Last week the government decided to suspend futures trading in urad and tur dal, bowing to politicians’ perception about excessive speculation in food grains. It must now follow up that action by paying close attention to the spot markets. India has 23 regional exchanges that trade in a variety of commodities and all are jostling for permission to expand their list of traded items. Trading on many of these bourses is directly linked to international prices, which are easily available almost on a real time basis today. In recent months, the commodity regulator has acted to check speculation on automated, multi-commodity bourses. For instance, it barred evening trades in soya, where volumes used to jump when the American markets opened for trade. However, spot markets, which operate with antiquated trading systems, continue to escape scrutiny. For instance, in soya itself, an active kerb market springs to life after 5 pm after international exchanges open. Since automation is primitive, kerb deal are easily regularised when official exchange opens the next morning. In fact, spot markets in commodities are in the same position that Bombay Stock Exchange was in the 1980s. If the government is serious about checking inflation due to rising food prices, it must focus on the urgent automation and regulation of commodity spot markets. Insiders also say that bucket shops or dabba trades are also so rampant here that barely one-fifth of the trades are reported on official bourses.
For several months, we have witnessed right to information (RTI) activists fighting hard to prevent any curbs on people’s right to obtain information from public bodies. But it may be time to pause and reflect on whether some of this information is encroaching on the even more important right to privacy of ordinary individuals. For instance, the principal of St. Mira’s College for Girls in Pune is facing a peculiar dilemma. Someone has demanded the names and addresses of all her students under the RTI Act without clearly specifying the public interest involved in seeking this information. If the principal complies with the request, it would amount to handing over an important database and would encroach on the privacy of the young girls under her charge. However, with no clear privacy laws in India and RTI itself still being in an experimental stage, the college faces a dilemma. Do the people about whom information has been sought have a right to object? More importantly, would they have a cause of action against the college, for parting with the data if the information seeker misuses it? And is an individual’s right to privacy subservient to that of an information seeker under RTI? At the moment the college is considering its legal options to see if it has to part with the information at all. But if this is forced to do so, it will be the quickest way for unscrupulous elements to use the RTI Act to build lucrative databases that can then be exploited for targeted marketing of products and services.

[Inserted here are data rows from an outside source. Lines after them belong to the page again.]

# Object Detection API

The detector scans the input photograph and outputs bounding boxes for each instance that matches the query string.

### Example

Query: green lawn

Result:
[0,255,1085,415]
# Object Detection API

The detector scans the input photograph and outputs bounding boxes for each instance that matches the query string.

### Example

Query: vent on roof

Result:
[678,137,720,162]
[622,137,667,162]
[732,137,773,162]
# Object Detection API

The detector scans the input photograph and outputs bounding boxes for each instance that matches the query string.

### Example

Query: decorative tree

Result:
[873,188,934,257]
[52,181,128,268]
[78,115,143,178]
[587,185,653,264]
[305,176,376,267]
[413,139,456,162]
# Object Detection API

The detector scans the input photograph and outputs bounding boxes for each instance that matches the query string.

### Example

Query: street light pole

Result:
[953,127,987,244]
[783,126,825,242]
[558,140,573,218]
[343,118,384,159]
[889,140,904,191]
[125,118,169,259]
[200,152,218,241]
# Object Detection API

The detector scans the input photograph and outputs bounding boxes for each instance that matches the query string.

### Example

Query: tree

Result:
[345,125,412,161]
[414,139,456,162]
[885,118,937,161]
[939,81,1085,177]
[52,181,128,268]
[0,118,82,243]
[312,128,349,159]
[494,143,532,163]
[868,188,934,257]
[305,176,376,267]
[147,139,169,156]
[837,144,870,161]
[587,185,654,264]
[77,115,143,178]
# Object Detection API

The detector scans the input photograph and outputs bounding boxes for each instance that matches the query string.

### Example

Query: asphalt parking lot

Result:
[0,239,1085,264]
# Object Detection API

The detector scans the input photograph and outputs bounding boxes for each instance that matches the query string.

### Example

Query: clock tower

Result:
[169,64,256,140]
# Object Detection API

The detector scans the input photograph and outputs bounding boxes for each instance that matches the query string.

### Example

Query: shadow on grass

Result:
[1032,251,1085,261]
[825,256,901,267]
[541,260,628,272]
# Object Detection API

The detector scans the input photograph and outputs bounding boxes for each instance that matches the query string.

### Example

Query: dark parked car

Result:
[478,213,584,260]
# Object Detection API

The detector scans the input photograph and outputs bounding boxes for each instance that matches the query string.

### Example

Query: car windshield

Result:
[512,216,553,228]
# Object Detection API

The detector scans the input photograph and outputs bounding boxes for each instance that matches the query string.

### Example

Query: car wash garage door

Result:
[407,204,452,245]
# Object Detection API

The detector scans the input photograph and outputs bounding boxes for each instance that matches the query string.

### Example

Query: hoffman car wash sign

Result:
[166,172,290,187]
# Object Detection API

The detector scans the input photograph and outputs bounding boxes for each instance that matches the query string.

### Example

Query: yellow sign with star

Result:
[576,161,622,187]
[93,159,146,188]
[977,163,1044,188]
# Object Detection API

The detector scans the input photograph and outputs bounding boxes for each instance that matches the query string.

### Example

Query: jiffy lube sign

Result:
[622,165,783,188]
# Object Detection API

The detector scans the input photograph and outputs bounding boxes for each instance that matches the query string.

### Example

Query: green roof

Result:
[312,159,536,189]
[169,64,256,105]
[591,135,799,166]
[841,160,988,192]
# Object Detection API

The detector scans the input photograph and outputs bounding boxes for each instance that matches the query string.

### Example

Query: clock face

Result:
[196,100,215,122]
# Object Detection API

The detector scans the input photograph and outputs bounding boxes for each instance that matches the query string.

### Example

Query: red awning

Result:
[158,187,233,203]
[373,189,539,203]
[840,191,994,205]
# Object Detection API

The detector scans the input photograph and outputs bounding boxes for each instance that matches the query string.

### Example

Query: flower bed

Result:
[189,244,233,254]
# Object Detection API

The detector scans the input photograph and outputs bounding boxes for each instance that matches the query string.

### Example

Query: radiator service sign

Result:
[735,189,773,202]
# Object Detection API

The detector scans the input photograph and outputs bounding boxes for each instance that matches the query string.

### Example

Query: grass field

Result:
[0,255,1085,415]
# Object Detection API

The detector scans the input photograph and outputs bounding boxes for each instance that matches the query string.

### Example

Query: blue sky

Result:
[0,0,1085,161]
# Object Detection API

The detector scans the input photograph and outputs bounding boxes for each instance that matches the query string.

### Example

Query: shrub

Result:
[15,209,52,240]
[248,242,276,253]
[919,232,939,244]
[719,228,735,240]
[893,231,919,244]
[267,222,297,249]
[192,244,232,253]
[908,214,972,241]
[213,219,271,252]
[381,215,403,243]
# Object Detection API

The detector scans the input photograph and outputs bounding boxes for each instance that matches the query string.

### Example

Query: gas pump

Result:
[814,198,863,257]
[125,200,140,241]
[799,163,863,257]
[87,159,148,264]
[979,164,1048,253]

The best borrower pays the least interest; it is an axiom that bank depositors must not forget when they are tempted by high interest rates offered by cooperative banks. This is especially important because the banking regulator usually acts when it is already too late. The Grahak Suraksha Academy of has written to Reserve Bank of India’s Gujarat office drawing attention to some alleged arm-twisting by Cooperative Bank of Rajkot Ltd. The bank asks depositors to invest 50 per cent of their deposit in the share capital of the bank by promising a 15 per cent dividend. Allegedly, the balance is to be deposited in a special five-year deposit bearing 7 per cent interest. Depositors are told that this actually works out to an 11 per cent return to the depositor, as against 8-9 per cent being paid by other banks. But then, half the deposit is in risky, unlisted equity and the other half is tied up for a longer term at a lower interest rate. Interestingly, the bank’s website boasts of a “zero NPA” status, but the balance sheet posted on the website is for the year ended March 2005.
Flawless Diamond (India) Ltd, a little known company that has been in existence for over a decade, is suddenly soaring to unprecedented highs. The scrip spurted from just around Rs 13.45 in June last year and Rs 57 a month ago to a high of Rs 112 last Friday. The sharp rise is accompanied by a series of corporate announcements including the opening of some retail outfits and new orders that hardly seem to merit such excitement. Can the frequency of announcements alone drive up the share price? Clearly, this is another one that has flown under the radar of the much-touted Integrated Market Surveillance System of the regulator. Meanwhile, sources say that the lock-in on preferential allotments to the promoter group is set to end very soon and if anything, this would increase liquidity and should depress the price.